Attorno al mondo degli Elimi anche l’insediamento di Mursia a Pantelleria è individuato come territorio a confine. Stamattina a parlare degli scavi è stato Maurizio Cattani dell’Università di Bologna. «Quello di Mursia è uno dei contesti meglio conservati del Mediterraneo – ha detto Cattani – in questi anni di scavi abbiamo documentato la forma delle 50 capanne già studiate, lo stile di vita e l’aspetto della preparazione del cibo». Da qui lo studio specifico degli alari: «la forma di quelli che abbiamo trovato a Mursia è molto originale fatto di un blocco di terracotta con due appendici. Dal nostro studio gli alari provenienti da Mursia sono i più antichi messi a confronto con quelli di Ustica e Castelluccio, risalenti al 1800-1450 a.C.». Il professor Cattani ha, altresì, chiarito come chi ha abitato il sito di Mursia di Pantelleria aveva rapporti con la Sicilia: «Questo è stato documentato dalle ceramiche e dagli oggetti di uso quotidiano rinvenuti».

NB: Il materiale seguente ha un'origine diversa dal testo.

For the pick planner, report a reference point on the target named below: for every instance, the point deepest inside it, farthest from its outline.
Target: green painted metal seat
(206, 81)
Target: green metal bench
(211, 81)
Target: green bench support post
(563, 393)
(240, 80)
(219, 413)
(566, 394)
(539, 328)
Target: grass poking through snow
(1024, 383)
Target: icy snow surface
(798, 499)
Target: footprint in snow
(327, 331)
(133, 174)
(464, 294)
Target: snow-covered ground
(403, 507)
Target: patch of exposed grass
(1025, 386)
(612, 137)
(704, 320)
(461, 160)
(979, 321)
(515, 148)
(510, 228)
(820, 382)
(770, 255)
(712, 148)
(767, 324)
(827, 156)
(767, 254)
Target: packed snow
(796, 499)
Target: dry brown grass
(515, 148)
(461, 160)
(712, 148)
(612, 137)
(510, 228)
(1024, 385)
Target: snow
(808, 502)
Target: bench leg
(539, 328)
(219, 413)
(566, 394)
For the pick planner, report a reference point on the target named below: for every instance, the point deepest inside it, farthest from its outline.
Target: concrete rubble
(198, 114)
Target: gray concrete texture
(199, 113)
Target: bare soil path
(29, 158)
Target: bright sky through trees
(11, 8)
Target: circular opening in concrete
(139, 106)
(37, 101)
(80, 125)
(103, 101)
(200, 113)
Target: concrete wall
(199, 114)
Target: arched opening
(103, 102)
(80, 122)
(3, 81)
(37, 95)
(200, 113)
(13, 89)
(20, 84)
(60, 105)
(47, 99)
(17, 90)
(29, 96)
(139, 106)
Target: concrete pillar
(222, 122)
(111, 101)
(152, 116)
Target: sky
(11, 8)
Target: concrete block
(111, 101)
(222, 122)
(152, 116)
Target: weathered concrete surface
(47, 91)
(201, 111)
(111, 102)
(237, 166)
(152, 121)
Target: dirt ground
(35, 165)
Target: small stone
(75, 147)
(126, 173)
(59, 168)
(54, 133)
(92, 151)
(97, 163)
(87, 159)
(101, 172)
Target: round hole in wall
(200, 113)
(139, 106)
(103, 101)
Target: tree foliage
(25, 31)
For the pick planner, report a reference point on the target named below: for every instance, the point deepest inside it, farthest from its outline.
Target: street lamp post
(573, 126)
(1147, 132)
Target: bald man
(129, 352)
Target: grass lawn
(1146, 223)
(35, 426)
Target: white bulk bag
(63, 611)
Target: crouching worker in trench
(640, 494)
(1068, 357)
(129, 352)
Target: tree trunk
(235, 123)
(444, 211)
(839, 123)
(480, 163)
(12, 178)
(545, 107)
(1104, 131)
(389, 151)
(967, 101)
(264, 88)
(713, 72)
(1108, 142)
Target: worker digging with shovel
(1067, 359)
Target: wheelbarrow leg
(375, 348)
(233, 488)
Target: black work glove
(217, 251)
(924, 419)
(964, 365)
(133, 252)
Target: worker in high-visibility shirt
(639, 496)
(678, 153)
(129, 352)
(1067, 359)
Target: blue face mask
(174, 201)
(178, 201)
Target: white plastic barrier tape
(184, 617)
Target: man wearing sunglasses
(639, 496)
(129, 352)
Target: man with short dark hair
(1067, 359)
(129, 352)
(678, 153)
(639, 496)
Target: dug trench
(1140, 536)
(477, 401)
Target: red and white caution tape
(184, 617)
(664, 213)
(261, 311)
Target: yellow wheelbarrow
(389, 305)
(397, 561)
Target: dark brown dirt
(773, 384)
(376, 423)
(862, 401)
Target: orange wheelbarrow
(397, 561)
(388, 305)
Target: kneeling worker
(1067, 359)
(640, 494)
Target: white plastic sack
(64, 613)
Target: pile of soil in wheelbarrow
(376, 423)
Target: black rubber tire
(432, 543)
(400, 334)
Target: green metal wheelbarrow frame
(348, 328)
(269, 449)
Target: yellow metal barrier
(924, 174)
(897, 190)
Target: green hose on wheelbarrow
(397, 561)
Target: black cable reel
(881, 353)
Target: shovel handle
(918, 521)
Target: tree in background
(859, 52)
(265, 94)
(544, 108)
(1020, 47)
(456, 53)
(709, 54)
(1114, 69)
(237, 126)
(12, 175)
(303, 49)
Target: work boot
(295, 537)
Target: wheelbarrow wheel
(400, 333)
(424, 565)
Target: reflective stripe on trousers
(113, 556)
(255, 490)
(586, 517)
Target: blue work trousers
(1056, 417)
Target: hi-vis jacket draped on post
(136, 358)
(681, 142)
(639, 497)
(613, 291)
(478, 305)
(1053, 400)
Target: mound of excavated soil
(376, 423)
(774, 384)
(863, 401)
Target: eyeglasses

«La due giorni di Erice ci ha permesso di fare un ulteriore passo nello studio degli Elimi – ha detto il direttore del Parco di Segesta Rossella Giglio – grazie al contributo di chi ha fatto ricerca su tutto il mondo che ruotava attorno agli Elimi, abbiamo avuto la possibilità di approfondire la rete di scambio, di interessi, di produzione che connotava il Mediterraneo».